What is the Next 100 Years’ mission?
The Next 100 Years is a project dedicated to achieving equality for women in law.
The legal pioneers of the last 100 years have left an enduring legacy for us to build on. Much has been achieved but the pace of change is too slow. We need to accelerate change so that significant progress is made in the next ten years.

The Next 100 Years is focused on encouraging collaboration across the profession, improving the visibility of women in law and supporting the women lawyers of the future. This important work is only possible because of the donations we receive from individuals, businesses and other prominent organisations from across the legal profession. There are plenty of opportunities for those interested in supporting the project so please take a look and find out more about how you can get involved [link to ‘Get Involved] and help create equality for women in law.

Why do we need change?
More women than men now enter the legal profession, but they are still underrepresented at the top, whether that’s amongst judges, QCs, partners in law firms or in management Positions.

Many organisations in the legal world are succeeding in creating a better working environment for women, in which discrimination and harassment are not tolerated and family friendly working patterns are at least a possibility. Things are moving in the right direction, but we don’t want to wait another 100 years for equality.

What will the Next 100 Years be doing in practice?
Collaboration is important and real change will only be achieved when the profession comes together to act and remove barriers to the progression of women in law. We plan to set up a cross-profession taskforce, bringing together senior individuals, both men and women, from across the legal professions and their representative bodies to discuss the key barriers to equality in the legal profession and formulate recommendations for change.

Women lawyers of the past and present need to be more visible. Having just one or two high profile women in your organisation is not enough, we need rock bands, not rock stars. We plan to hold an annual lecture series, featuring women who are leaders in their field. The legal profession needs to support the next generation of women lawyers, looking to open up to those from underrepresented groups. We are also looking at ways we can help improve accessibility, including bursaries and a mentoring scheme.

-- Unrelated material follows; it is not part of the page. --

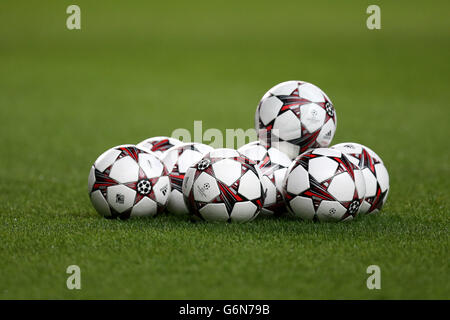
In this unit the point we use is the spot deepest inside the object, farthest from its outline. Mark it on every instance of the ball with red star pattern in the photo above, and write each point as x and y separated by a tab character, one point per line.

The First 100 Years began with the intention of creating a legacy. Now that the centenary has passed, does that work finish?
The project has spent the last five years gathering and creating an archive of material charting the journey of women in law. Our exhibition mapping out that journey was seen by 2.29 million views in the run up to the centenary in 2019 and the project was central to the profession’s centenary celebrations.

As well as premiering over forty films featuring pioneering women in the legal profession, the centenary saw the publication of a book charting the journey of women in law, the launch of a podcast series, the commissioning of an artwork which is the first hanging in the Supreme Court of the United Kingdom to depict a woman, and a series of guided walks around London for those interested in learning more about the history of women in the profession.

We are ensuring that our archive is preserved for future generations. At the same time, we will continue the work of the First 100 Years, capturing the inspirational stories of today’s pioneering women lawyers and educating the public on the legacy of the legal pioneers of the past.

How are you funded?
Our work is made possible by the support we received from professional bodies such as the Law Society, Bar Council and the Chartered Institute of Legal Executives (CILEx) as well as law firms, chambers and other businesses operating in the legal profession who support our activities through donations and corporate sponsorship.